# Projector and HID's



## Guest (Jun 11, 2003)

I caved and bought the Ebay Halo's. I was wondering if anyone has installed HID's after installing this Mod. I am weary that the HID may melt the housing. let me know your thoughts.


----------



## sethwas (Apr 30, 2002)

Actually,
HID is cooler than regular halogen bulbs.

Seth


----------



## LIUSPEED (May 29, 2002)

HID wont melt your houing they are cooler than halogen.

i am currently working on HID halo and hope to be finished before this year is over.


----------



## WasKie (Jun 3, 2003)

Yeah me too I already bought the D2S projectors and I open the headlights. Right now I'm working on how to mount the D2S lenses on the headlight. Hopefully I will be done soon. 

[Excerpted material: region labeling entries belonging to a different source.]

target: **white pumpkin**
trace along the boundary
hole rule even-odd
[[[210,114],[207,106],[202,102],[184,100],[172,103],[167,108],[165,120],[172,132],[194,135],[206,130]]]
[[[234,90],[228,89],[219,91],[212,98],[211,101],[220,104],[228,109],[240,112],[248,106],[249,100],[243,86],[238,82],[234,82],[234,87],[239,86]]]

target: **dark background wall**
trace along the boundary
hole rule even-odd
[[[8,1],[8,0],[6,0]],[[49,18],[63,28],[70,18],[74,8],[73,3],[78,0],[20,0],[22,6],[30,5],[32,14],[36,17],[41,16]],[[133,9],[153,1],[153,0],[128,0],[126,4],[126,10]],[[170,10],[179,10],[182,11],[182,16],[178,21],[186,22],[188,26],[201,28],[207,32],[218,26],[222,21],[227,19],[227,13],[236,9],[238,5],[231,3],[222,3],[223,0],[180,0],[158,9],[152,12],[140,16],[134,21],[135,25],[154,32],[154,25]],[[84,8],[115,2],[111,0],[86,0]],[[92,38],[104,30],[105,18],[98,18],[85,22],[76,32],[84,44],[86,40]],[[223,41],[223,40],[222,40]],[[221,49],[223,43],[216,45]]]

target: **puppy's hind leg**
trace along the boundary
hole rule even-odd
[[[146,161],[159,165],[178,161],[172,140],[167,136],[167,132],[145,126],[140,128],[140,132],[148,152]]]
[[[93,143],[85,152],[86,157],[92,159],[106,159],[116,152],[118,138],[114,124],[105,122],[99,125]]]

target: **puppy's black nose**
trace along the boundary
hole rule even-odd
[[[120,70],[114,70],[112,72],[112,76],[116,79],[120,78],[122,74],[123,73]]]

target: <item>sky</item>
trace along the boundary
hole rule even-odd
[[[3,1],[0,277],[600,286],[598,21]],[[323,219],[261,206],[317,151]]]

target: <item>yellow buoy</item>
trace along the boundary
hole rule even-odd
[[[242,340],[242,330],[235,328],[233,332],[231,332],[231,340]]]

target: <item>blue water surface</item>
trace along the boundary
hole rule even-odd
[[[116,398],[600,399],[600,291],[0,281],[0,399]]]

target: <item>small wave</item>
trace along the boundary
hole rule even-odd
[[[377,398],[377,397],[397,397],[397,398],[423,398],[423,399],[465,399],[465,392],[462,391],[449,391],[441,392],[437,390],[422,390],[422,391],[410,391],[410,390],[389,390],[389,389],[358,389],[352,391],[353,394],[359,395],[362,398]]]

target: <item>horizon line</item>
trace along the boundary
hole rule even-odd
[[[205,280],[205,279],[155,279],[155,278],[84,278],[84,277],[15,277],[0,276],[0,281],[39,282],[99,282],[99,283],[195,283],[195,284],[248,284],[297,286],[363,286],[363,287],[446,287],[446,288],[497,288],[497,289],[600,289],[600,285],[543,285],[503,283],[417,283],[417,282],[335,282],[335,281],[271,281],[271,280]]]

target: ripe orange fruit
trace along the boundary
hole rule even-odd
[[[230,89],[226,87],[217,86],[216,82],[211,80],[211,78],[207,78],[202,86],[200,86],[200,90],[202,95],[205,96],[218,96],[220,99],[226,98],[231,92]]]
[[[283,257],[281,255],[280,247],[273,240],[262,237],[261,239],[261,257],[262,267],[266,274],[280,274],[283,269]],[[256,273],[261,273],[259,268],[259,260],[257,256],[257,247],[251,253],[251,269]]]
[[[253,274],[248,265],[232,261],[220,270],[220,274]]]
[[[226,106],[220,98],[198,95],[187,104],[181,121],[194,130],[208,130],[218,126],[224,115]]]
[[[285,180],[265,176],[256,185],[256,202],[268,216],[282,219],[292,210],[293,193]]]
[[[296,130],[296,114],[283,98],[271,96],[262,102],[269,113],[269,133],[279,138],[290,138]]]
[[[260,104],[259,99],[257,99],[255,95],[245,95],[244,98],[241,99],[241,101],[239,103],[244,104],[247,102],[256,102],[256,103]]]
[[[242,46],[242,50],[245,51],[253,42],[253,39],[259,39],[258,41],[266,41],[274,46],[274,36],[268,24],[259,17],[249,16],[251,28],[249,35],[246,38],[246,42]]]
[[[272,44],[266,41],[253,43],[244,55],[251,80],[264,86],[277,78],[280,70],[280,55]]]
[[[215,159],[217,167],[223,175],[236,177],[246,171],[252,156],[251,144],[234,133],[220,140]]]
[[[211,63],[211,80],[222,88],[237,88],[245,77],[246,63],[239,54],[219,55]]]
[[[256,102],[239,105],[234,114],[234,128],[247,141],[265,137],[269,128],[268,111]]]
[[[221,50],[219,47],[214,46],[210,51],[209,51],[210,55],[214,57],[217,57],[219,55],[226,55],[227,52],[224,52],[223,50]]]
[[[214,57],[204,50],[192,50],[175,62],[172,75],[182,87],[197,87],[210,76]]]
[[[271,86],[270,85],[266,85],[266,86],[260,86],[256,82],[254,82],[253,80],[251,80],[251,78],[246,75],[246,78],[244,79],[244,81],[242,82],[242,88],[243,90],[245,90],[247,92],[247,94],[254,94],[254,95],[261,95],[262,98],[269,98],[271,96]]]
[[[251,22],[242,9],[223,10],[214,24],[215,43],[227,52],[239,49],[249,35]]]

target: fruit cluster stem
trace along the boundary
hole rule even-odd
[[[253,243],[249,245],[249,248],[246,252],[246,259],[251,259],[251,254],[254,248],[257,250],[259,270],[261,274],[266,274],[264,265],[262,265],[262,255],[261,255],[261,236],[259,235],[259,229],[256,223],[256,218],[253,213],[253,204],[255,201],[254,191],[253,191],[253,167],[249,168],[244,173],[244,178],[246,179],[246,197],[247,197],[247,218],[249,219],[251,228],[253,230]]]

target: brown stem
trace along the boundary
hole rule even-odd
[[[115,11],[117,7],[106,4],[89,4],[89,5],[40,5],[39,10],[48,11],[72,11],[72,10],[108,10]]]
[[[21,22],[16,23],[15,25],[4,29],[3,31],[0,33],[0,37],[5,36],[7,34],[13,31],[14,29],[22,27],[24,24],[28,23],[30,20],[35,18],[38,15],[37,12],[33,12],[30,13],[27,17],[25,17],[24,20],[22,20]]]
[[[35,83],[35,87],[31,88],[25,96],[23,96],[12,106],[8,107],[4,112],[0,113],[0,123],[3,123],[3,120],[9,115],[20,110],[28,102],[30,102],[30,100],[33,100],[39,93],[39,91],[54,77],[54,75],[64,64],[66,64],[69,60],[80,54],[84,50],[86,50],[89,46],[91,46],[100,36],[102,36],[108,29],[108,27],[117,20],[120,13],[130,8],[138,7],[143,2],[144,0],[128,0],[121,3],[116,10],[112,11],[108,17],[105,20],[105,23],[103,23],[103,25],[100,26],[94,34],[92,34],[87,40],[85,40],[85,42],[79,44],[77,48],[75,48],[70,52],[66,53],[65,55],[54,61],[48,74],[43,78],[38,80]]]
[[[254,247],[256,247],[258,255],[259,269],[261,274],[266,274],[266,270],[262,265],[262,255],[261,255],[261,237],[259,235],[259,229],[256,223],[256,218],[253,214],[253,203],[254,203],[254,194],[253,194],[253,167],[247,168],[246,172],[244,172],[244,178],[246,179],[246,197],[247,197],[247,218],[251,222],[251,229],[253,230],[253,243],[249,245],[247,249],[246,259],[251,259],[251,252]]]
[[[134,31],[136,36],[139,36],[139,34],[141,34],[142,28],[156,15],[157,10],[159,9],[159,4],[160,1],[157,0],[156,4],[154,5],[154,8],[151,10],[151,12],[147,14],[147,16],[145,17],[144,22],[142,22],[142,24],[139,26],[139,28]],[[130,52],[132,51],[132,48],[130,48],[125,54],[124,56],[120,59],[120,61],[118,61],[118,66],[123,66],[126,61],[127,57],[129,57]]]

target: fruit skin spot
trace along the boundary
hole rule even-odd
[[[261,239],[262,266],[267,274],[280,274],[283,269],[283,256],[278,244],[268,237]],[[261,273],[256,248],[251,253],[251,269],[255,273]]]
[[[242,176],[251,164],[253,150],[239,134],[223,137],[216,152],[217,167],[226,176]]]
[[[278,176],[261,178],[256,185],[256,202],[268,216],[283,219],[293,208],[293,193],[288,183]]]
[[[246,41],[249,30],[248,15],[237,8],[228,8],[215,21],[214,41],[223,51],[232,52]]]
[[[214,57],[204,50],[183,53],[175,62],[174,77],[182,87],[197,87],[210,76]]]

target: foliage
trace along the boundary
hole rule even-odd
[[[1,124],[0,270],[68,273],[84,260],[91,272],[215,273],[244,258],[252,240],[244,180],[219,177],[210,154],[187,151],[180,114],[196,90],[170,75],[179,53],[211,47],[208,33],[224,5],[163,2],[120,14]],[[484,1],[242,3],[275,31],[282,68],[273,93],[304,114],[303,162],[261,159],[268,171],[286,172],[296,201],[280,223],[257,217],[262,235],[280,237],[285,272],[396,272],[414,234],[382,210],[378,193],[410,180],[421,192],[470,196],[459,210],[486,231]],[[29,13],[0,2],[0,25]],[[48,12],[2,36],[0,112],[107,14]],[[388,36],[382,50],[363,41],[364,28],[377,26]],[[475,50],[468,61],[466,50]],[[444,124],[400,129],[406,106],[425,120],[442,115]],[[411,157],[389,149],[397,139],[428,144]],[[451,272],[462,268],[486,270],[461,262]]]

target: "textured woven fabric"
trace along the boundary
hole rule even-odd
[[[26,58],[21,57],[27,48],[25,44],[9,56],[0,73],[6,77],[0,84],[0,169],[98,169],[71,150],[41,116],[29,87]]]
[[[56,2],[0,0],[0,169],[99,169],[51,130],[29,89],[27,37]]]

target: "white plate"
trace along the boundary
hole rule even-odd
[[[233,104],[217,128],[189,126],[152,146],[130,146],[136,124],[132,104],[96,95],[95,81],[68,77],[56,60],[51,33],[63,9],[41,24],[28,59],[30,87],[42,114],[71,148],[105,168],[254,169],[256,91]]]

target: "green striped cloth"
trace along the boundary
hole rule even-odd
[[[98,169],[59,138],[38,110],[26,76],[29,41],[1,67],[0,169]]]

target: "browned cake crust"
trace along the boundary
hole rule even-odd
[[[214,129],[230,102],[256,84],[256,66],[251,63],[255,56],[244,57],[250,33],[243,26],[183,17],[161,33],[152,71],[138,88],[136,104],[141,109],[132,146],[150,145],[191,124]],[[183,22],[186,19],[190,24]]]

But I'm still not sure on what bulbs to use. I really want to use the D2S bulbs but I'm just afraid that is gonna be too much work but will see.


----------



## perma23 (May 9, 2002)

That would be a nice combination..

Halo's and HID would look SWEET


----------



## LIUSPEED (May 29, 2002)

WasKie said:


> *Yeah me too I already bought the D2S projectors and I open the headlights. Right now I'm working on how to mount the D2S lenses on the headlight. Hopefully I will be done soon.
> 
> But I'm still not sure on what bulbs to use. I really want to use the D2S bulbs but I'm just afraid that is gonna be too much work but will see. *


waskie wat d2s bulb did u get ?

from what car.. what u need to do is use the OEM ones and not a kit.

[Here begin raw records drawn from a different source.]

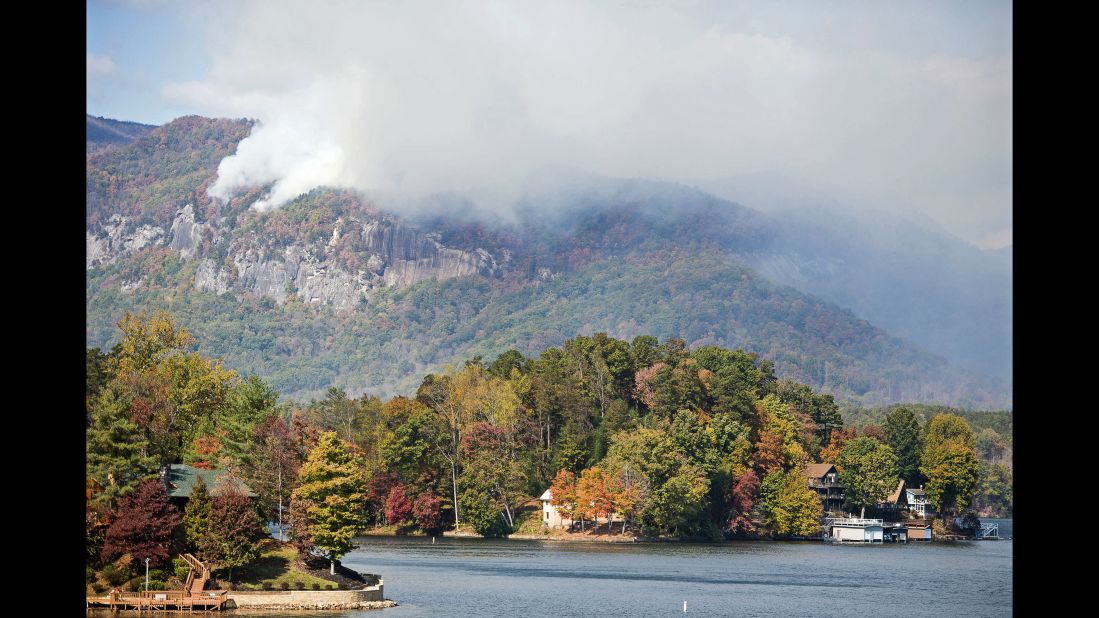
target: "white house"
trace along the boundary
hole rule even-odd
[[[832,540],[841,543],[880,543],[882,542],[882,521],[880,519],[844,518],[832,521]]]
[[[928,496],[923,493],[923,485],[919,489],[913,489],[911,487],[906,487],[906,497],[908,498],[908,509],[920,517],[928,517],[931,514],[931,508],[928,506]]]
[[[557,507],[550,504],[553,499],[553,494],[550,489],[546,489],[542,496],[539,498],[542,500],[542,526],[553,529],[553,528],[567,528],[573,521],[566,517],[562,517],[557,512]]]

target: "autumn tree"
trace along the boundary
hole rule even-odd
[[[748,470],[736,478],[729,496],[728,530],[734,534],[751,532],[754,527],[748,516],[755,505],[755,495],[759,490],[759,477]]]
[[[636,517],[648,503],[648,481],[629,463],[611,470],[612,509],[622,516],[622,533],[625,534],[626,521]]]
[[[550,504],[565,519],[575,521],[580,517],[580,503],[576,495],[576,475],[562,470],[550,484]]]
[[[599,518],[609,518],[613,514],[611,483],[610,475],[599,466],[580,473],[580,478],[576,483],[576,501],[581,518],[590,517],[592,522],[598,522]]]
[[[164,484],[157,478],[143,481],[119,501],[100,558],[111,561],[129,553],[138,561],[147,558],[149,564],[160,566],[168,561],[173,532],[180,520]]]
[[[355,548],[353,539],[366,508],[366,482],[359,462],[335,432],[322,433],[309,453],[291,500],[298,503],[308,522],[312,544],[329,558],[335,574],[335,561]]]
[[[122,340],[112,384],[124,391],[130,419],[167,478],[200,427],[224,413],[238,378],[220,361],[188,352],[193,338],[167,312],[125,313],[118,325]]]
[[[282,519],[306,453],[300,450],[290,426],[276,411],[253,429],[252,442],[253,455],[246,462],[243,476],[257,494],[260,514],[278,523],[281,541]]]
[[[518,462],[508,456],[503,430],[487,422],[474,424],[463,438],[463,453],[466,466],[458,485],[465,496],[463,505],[485,500],[476,505],[478,510],[487,514],[496,509],[504,526],[513,528],[515,510],[524,497],[523,475]]]
[[[229,569],[232,582],[233,569],[259,558],[259,541],[267,533],[241,485],[232,478],[224,481],[213,490],[210,530],[200,548],[204,560],[212,561],[218,569]]]
[[[974,506],[1002,516],[1011,511],[1011,468],[981,461],[977,474]]]
[[[928,478],[928,501],[943,519],[969,506],[977,488],[976,439],[965,419],[936,415],[928,421],[920,473]]]
[[[506,382],[485,374],[479,363],[468,364],[453,375],[424,378],[417,399],[431,408],[444,435],[435,441],[439,453],[451,468],[454,522],[459,521],[458,473],[462,468],[462,438],[477,421],[504,426],[512,422],[519,398]]]
[[[412,503],[412,517],[421,530],[435,536],[443,528],[442,498],[431,489],[421,493]]]
[[[386,497],[386,519],[390,523],[404,523],[412,517],[412,501],[409,500],[404,486],[398,483]]]
[[[134,421],[131,394],[116,384],[104,386],[92,405],[87,430],[87,474],[98,487],[97,504],[113,507],[119,498],[159,467],[143,428]]]
[[[767,522],[771,532],[779,536],[809,537],[820,532],[821,501],[800,471],[781,474],[777,494],[769,509]]]
[[[876,438],[863,435],[843,448],[840,454],[840,484],[846,501],[862,509],[878,505],[897,488],[897,457],[888,444]]]
[[[210,492],[207,489],[206,481],[201,476],[195,479],[195,487],[191,488],[191,497],[184,508],[184,532],[187,537],[187,544],[199,551],[206,545],[206,538],[210,536]]]

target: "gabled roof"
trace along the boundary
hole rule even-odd
[[[900,497],[903,495],[904,495],[904,479],[901,478],[900,482],[897,483],[897,488],[893,490],[893,493],[889,494],[889,497],[886,498],[886,504],[895,505],[898,501],[900,501]]]
[[[835,472],[835,466],[830,463],[809,464],[806,466],[806,476],[809,478],[824,478],[829,472]]]
[[[190,498],[191,490],[195,489],[195,482],[200,476],[202,477],[202,482],[206,483],[207,490],[211,493],[219,485],[224,485],[227,481],[224,470],[200,470],[186,464],[171,464],[168,468],[168,496],[173,498]],[[256,493],[245,485],[243,481],[237,478],[236,483],[249,498],[256,497]]]

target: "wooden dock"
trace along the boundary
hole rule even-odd
[[[206,591],[191,594],[185,591],[142,591],[137,593],[112,593],[108,596],[90,596],[88,607],[110,609],[136,609],[187,611],[220,611],[229,600],[229,591]]]
[[[112,591],[107,596],[87,597],[87,607],[109,607],[111,609],[136,609],[138,611],[162,610],[180,611],[185,609],[193,614],[200,611],[220,611],[229,600],[229,591],[207,591],[206,583],[210,580],[210,569],[199,559],[189,553],[182,555],[190,566],[187,582],[182,591],[141,591],[136,593],[120,593]]]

www.hid-plus.com should have it or check out www.hid-forum.com for more info on where to get a good OEM D2S capsules and ballasts.


----------



## Guest (Jun 12, 2003)

I hope you guys post pics and how too's. So I take it my ebay one's will not work that I would have to use projectors from another car and mod them out to house the HIDs. Very interesting... Has anyone done this yet. I know that the A5 will work ... This would be an interesting and very useful Mod. Regards to all and thanks for all the great info.


----------



## LIUSPEED (May 29, 2002)

dre...

if i can i will try to make a production line of these. ( if someone will make them and fund me and my people for it )


----------



## WasKie (Jun 3, 2003)

actually I have not bought the bulbs yet but I want to ge the ones from an Audi - I love the way they look - but otherwise i would buy the ones from an s2000 or a BMW. Still for the OEM set w/ bulbs & the charger the cheapest I found them was $350. 

If anyone know were I can getthem for less please let me know.


----------



## WasKie (Jun 3, 2003)

...Liuspeed the links are not working.


----------